Хотелось бы сказать, что с тех пор дела обстоят лучше, но нет. На самом деле, стало значительно хуже.
Наши факультеты теперь заполнены многими людьми, которые в значительной степени не знают, как невысказанные предположения их профессиональной деятельности привычка могут подавлять их критические способности, не говоря уже о стремлении распутать эти две вещи в надежде стать более взыскательными мыслителями.
Но, возможно, еще более пагубным является широко распространенное среди многих из этих людей убеждение, что заявлять о своей свободе от трансцендентных и/или религиозных стремлений — это то же самое, что на самом деле не иметь их.
Правда, такие люди могут не заниматься традиционной религиозной деятельностью, не тратить много времени на чтение традиционных религиозных тем или на размышления о том, почему или как они появились на этом месте, которое мы называем Землей.
Но если мы признаем, что религия (вспомним ее латинский корень) заключается в объединении во имя чего-то, предположительно хорошего, что превосходит наши индивидуальные потребности и желания, можем ли мы действительно сказать, что они свободны от религиозных импульсов?
Или что они свободны от тенденции, на которую они не устают указывать у тех, кого они презирают или высмеивают как «религиозных», позволять восторженному принятию чего-то большего, чем они сами, преобладать над тем, что им нравится считать своим изначально рациональным образом мышления?
Я не думаю, что кто-либо, внимательно наблюдавший за поведением нашей институционально поддерживаемой интеллектуальной элиты в течение последних пяти лет, может сказать, что хоть одно из этих утверждений верно.
То, что практика, укорененная в ранней современной философии, разделения физического мира на его составные части для каталогизации и пристального наблюдения, произвела важные достижения в знании, не может быть никаких сомнений, особенно в случае физических наук.
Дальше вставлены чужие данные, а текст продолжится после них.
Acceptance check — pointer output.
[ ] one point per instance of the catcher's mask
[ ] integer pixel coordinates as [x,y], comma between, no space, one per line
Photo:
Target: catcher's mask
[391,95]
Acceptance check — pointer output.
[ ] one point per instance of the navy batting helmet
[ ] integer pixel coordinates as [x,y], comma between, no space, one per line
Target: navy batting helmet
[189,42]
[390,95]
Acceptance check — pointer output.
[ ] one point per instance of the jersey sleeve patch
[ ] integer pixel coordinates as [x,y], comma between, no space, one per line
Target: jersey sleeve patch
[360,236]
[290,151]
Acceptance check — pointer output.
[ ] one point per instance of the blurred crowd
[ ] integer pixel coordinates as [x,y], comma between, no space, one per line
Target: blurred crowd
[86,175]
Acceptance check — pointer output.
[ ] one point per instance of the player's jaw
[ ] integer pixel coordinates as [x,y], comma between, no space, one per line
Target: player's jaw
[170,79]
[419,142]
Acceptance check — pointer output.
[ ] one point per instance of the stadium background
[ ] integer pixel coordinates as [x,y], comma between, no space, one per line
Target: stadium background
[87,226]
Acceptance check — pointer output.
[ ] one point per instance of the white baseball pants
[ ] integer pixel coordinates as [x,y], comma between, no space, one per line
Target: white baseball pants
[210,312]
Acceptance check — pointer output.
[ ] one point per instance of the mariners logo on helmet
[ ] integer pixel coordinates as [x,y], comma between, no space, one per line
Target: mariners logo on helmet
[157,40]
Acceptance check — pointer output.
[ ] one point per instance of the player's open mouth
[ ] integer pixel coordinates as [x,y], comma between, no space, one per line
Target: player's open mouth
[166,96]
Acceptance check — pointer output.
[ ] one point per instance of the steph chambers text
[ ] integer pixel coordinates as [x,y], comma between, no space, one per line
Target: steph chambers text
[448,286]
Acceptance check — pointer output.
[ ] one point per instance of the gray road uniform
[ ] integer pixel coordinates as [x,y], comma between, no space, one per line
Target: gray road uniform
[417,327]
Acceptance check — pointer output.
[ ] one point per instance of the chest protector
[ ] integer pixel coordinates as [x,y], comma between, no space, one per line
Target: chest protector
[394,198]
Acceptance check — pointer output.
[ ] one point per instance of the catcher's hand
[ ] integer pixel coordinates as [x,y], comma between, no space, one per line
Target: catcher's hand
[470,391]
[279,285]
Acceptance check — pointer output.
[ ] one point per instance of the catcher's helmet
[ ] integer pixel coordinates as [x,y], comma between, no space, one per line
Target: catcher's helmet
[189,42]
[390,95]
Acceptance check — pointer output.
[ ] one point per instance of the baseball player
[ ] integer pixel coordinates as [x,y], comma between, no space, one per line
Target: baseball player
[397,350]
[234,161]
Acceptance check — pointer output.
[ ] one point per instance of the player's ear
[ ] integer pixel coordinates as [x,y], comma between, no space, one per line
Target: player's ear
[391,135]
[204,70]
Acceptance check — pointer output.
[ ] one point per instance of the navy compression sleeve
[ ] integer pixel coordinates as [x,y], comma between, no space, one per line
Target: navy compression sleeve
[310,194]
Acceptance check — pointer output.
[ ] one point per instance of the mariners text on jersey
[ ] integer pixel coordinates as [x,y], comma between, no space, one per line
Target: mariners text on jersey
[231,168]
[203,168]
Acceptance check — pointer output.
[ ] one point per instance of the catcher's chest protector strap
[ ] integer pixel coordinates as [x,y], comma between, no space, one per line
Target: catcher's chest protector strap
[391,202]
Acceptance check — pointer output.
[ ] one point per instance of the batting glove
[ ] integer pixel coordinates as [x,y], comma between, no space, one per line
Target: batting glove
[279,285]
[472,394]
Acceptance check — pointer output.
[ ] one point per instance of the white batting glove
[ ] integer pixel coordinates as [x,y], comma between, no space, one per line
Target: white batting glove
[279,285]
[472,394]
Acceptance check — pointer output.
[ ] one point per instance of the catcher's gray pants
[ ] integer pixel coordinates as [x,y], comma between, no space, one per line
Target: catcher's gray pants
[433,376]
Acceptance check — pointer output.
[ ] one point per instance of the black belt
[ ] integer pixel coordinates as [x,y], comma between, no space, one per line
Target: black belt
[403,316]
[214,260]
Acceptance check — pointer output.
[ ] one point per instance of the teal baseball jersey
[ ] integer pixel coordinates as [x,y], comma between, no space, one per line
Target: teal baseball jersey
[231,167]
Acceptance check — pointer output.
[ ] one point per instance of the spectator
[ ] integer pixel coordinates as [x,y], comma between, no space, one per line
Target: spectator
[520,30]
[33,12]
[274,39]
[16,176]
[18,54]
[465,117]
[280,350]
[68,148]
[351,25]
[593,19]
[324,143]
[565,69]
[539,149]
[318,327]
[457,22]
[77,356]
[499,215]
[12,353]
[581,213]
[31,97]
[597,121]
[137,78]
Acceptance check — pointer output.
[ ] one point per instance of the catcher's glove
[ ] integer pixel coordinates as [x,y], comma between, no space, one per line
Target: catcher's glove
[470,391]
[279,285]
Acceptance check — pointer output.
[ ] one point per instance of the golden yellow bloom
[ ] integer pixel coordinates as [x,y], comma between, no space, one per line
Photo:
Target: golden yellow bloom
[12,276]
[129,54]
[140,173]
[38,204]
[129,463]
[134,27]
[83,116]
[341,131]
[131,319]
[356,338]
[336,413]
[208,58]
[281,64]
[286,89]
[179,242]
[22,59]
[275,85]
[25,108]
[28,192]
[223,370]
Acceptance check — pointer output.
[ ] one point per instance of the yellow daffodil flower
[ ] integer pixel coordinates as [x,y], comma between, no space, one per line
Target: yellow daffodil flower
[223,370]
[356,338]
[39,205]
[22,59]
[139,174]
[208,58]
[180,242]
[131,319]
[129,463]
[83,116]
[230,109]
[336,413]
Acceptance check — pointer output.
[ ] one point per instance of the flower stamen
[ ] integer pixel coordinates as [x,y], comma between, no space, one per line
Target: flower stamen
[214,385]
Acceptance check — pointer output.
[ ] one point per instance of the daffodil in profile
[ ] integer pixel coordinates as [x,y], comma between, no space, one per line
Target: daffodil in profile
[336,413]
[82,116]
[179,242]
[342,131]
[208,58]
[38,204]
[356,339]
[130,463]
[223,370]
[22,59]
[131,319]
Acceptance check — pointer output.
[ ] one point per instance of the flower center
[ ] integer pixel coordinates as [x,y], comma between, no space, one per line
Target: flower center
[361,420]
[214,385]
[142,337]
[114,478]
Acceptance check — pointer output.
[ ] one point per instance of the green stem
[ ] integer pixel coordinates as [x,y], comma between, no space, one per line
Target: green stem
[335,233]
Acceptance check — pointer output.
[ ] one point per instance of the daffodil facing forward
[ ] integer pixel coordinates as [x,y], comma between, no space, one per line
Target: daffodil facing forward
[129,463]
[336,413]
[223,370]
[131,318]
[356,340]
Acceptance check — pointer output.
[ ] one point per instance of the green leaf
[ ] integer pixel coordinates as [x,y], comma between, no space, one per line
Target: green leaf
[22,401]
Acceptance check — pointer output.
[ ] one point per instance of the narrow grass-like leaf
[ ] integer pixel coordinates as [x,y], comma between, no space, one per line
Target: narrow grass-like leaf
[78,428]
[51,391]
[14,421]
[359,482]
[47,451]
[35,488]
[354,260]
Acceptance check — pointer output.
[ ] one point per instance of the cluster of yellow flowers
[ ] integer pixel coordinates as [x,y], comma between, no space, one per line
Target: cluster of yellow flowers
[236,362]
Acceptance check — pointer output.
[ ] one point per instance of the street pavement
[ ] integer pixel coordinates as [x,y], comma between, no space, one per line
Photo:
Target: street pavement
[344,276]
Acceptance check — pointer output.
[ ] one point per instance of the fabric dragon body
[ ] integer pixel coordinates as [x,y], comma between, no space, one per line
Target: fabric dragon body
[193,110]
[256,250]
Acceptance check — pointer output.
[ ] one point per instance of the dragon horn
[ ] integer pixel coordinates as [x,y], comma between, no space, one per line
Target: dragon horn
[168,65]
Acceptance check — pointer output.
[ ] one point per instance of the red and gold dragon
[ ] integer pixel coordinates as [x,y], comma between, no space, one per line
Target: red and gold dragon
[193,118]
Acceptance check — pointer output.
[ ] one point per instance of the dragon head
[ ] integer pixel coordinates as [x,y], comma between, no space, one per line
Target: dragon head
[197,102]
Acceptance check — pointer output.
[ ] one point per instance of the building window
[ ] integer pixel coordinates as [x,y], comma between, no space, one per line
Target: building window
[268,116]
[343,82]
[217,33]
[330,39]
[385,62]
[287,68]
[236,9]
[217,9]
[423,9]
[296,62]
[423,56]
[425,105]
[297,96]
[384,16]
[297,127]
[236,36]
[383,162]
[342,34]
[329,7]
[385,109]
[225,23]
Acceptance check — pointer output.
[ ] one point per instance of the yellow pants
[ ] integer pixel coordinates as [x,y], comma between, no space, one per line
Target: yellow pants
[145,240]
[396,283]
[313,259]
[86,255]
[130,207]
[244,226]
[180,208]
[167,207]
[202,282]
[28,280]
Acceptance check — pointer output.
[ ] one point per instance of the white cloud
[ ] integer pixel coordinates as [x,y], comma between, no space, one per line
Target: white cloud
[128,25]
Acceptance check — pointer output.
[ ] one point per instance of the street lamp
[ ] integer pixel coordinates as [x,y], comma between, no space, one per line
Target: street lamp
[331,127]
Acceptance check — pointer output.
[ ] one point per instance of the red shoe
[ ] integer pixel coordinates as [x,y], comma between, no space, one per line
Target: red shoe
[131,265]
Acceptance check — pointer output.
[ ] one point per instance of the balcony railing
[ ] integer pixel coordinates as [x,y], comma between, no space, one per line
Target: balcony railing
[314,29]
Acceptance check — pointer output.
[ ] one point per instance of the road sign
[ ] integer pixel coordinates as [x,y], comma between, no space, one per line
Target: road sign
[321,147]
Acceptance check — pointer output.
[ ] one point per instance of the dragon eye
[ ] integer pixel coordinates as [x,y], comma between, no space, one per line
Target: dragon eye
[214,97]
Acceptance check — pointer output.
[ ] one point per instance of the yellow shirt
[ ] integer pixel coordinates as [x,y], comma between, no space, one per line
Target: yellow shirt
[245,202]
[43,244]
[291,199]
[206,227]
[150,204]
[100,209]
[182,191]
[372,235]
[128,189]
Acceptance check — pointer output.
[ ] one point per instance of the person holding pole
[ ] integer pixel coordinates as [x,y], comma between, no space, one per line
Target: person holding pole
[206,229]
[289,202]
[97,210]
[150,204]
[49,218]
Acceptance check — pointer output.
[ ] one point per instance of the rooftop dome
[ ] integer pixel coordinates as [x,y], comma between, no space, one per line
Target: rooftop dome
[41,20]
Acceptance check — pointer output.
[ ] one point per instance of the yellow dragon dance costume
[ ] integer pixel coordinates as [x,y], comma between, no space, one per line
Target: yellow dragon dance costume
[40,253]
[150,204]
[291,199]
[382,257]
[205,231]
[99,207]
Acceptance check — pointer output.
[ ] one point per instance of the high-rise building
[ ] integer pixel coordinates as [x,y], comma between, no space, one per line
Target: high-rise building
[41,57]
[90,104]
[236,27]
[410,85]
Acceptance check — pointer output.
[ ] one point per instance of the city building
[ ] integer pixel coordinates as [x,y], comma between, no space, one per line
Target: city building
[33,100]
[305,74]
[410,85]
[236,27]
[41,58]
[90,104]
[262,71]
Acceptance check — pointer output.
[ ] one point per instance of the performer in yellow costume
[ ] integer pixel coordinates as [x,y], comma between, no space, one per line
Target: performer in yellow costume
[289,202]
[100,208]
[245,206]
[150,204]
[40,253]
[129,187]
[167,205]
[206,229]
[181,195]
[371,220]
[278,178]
К сожалению, однако, этот конкретный способ познания стал рассматриваться многими в наших мыслящих классах как ЕДИНСТВЕННЫЙ способ достижения просветления, достойный этого термина.
Это оказало трагическое воздействие на гуманитарные науки, чья задача — объяснить, как возникают и соотносятся друг с другом целостные люди (есть ли какой-либо другой тип?) и целостные творческие явления в сфере культуры.
Действительно, этот подход к разделению и критике привел многих из его нынешних последователей к мысли, что, поскольку они интеллектуально принижали важность такого исторически важного явления, как религия, в своей собственной жизни, они могут эффективно исключить его как фактор в своих попытках объяснить сложные социальные явления, такие как национализм, где его влияние уже давно присутствует.
Знаете, это как у одного моего знакомого замечательного и высокоэффективного агронома, который решил, что совершенно нормально быть воинствующе неинтересным к минеральному составу почв.
Присоединиться к разговору:

Опубликовано под Creative Commons Attribution 4.0 Международная лицензия
Для перепечатки установите каноническую ссылку на оригинал. Институт Браунстоуна Статья и Автор.